A l’opposé de ce scenario, la prospectiviste présente « Eco-harmonie ». L’émancipation des femmes fait baisser le taux de fécondité, les villes se réfléchissent désormais en symbiose avec la nature. Cette dernière voit d’ailleurs ses droits inscrits dans la plupart des constitutions, au même titre que les humains. « Le Sud gagnera en influence. L’économie deviendra véritablement circulaire et toutes les ressources seront ultra-valorisées, poursuit Daphnée Hor. Ce scénario n’est pas une utopie. Il repose sur une prise de conscience collective et une acceptation des populations de changer en profondeur les habitudes de consommation pour atteindre la neutralité carbone, sinon en 2050 au moins en 2075. »
Un score éco-crédit
Entre ces deux scenarios, Pernod Ricard a fait émerger deux alternatives aux tonalités douces-amères. L’une est baptisée « Totalitarisme vert » et fait état d’un monde où la décroissance est forcée. La protection de l’environnement se fait au prix des libertés individuelles. Certes la quantité de carbone diminue drastiquement et la hausse des températures est contrôlée, mais chaque citoyen doit désormais se soumettre à un « score éco-crédit » : les émissions de carbone, les déchets, la consommation d’eau, les modes de transport sont mesurés pour chaque individu. Il se voit attribuer un score qui fera office de monnaie et lui permettra de consommer de nouvelles ressources. « C’est le monde de l’hypersurveillance, du data-tracking, insiste Daphnée Hor. Tous nos comportements, nos achats, nos déplacements seront scrutés. » Chacun devra émettre, annuellement, 1,3 tonne de CO2. Sachant que le Giec estime que les individus actuels émettent chaque année 4 tonnes de CO2…
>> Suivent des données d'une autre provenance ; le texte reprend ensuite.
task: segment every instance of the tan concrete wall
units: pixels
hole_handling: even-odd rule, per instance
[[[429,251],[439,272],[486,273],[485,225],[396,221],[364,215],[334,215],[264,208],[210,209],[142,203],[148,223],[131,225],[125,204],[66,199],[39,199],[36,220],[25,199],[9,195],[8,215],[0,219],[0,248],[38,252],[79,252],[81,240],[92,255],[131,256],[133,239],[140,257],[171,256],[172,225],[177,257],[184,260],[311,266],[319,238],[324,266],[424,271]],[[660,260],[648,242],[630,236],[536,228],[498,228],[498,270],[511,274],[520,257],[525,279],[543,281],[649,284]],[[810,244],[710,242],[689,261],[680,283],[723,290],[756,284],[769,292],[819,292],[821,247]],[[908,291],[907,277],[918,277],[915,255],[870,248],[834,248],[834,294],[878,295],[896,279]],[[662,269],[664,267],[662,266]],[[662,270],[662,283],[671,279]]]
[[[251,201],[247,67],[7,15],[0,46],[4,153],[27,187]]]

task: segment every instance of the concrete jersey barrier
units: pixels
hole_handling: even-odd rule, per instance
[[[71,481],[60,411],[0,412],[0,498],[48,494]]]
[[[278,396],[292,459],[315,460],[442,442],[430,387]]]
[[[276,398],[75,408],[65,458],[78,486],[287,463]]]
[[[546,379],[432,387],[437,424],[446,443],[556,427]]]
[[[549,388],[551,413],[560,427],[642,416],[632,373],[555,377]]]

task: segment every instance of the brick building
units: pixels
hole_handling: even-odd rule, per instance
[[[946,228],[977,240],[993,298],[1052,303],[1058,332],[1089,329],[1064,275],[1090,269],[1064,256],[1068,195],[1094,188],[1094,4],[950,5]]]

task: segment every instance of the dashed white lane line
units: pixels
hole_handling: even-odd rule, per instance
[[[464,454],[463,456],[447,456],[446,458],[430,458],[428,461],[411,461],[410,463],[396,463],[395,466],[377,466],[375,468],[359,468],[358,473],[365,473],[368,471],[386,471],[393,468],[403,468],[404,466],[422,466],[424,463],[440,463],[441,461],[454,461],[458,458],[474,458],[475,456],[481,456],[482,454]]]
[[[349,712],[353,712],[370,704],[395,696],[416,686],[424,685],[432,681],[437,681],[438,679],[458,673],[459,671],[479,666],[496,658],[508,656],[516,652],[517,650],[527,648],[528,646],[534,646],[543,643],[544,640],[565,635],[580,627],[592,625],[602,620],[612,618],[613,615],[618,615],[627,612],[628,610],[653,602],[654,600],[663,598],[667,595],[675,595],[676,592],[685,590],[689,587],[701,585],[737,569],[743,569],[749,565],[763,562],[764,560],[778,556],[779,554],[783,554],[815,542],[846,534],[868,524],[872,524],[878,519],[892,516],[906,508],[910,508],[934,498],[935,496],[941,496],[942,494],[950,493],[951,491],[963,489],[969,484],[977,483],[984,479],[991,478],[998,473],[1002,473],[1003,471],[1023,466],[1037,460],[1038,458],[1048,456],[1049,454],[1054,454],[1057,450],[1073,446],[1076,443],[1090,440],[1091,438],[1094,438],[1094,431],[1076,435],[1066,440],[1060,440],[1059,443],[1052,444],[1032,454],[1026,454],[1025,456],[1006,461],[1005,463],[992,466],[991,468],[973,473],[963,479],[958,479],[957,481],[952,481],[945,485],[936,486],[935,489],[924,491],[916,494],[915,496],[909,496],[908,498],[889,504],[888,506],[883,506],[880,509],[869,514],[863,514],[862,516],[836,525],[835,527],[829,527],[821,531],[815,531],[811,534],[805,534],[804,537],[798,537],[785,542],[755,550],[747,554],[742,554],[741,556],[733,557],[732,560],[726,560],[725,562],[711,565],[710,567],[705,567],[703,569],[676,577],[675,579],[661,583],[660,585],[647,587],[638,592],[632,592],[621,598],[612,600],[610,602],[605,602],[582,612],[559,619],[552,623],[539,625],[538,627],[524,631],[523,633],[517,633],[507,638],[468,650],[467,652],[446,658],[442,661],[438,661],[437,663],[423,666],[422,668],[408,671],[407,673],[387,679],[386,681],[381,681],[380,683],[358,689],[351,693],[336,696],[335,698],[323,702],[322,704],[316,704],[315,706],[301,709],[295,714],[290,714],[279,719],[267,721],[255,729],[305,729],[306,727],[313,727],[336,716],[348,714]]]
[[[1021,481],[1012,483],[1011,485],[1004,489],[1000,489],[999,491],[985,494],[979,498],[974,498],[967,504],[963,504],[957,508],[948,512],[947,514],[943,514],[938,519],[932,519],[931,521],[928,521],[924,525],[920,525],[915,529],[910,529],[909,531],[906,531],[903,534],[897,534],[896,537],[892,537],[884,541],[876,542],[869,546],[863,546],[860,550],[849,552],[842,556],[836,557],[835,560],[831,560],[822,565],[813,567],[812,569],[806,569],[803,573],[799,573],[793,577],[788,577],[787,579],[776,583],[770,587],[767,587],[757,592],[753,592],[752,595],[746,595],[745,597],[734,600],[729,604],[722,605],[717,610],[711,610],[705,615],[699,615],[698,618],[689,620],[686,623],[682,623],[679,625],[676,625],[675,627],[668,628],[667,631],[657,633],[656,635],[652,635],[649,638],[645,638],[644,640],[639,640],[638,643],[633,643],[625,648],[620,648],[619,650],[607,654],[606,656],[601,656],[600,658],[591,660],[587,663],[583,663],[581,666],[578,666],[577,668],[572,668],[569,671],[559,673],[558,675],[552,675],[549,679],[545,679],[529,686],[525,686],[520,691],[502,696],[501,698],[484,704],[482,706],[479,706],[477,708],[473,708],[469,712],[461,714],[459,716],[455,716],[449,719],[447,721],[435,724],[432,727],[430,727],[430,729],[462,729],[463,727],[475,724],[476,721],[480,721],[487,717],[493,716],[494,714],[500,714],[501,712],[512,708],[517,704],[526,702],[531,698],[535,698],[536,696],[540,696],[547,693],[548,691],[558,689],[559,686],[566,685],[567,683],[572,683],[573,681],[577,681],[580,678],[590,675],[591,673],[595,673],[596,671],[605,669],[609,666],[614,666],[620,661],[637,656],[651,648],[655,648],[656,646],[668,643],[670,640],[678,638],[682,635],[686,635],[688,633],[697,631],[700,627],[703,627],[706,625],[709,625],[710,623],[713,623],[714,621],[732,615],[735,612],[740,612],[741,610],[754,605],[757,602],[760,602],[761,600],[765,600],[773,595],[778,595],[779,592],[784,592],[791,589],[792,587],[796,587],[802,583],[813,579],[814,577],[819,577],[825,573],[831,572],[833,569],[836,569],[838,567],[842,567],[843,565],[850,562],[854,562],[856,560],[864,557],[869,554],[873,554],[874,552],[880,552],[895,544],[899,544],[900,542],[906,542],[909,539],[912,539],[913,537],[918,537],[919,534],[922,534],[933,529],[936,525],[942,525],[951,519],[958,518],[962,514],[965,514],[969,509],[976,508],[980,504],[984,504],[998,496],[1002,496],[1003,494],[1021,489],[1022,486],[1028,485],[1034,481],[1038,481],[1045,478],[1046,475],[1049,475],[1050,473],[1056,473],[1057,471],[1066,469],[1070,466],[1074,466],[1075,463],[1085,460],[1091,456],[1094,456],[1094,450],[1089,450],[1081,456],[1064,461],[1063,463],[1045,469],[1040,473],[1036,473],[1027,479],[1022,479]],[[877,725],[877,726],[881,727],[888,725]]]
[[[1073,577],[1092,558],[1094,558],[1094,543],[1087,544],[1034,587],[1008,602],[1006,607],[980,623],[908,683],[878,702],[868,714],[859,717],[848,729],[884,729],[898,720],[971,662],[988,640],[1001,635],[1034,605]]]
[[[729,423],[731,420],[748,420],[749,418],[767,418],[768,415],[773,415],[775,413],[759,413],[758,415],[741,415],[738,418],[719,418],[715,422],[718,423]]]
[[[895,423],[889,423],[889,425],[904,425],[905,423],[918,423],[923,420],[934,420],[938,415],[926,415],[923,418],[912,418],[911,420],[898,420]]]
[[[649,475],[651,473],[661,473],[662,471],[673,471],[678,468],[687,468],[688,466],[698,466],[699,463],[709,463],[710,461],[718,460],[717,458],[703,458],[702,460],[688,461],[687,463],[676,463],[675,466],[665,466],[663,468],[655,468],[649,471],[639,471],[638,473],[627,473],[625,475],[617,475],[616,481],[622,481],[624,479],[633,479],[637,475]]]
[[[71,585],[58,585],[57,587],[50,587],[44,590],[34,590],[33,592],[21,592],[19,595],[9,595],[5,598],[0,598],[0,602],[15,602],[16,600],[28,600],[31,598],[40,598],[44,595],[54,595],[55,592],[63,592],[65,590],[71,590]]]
Le dernier scenario envisagé est « Plaisir d’abord, planète ensuite ». Dans cet entre-deux, le confort personnel passe avant tout : les marques de la fast-fashion continuent de prospérer, la population mondiale moyenne s’enrichit et la pollution atmosphérique s’aggrave. Les températures des plus grandes métropoles grimpent, mais la mode trouve la parade avec des produits technologiques rafraichissants. « C’est le monde où on se rend à des manifestations pour le climat, mais dans son SUV », résume l’experte. Similaire à notre monde actuel, il présente certes des progrès mais beaucoup trop lents.
En finir avec le cercle vicieux
A ce jour, chacun de ces scenarios peut encore se réaliser. Ils sont issus de travaux s’appuyant notamment sur les données du Giec et des outils de veille prospective. La méthodologie se veut rigoureuse. « Ce sont les incertitudes et les moteurs de changement qui nous permettent de construire ces scenarios. Toutefois, personne ne peut prédire vraiment dans quelle direction les choses iront, convient Daphnée Hor. Nos comportements humains, les choix que nous prenons en tant que société, impactent le climat tant et si bien qu’aujourd’hui l’ONU parle de ‘carnage climatique’. Et ce carnage climatique, en retour, impacte nos styles de vie, les habitudes de consommation, notre santé, notre bien-être. C’est comme si nous étions rentrés dans une sorte de cercle vicieux d’influence entre ces deux éléments interreliés. » Dans un contexte de hausse des températures, les choix de consommation (de la plus extrême à la plus pragmatique) feront tendre vers l’un ou l’autre de ces quatre scenarios.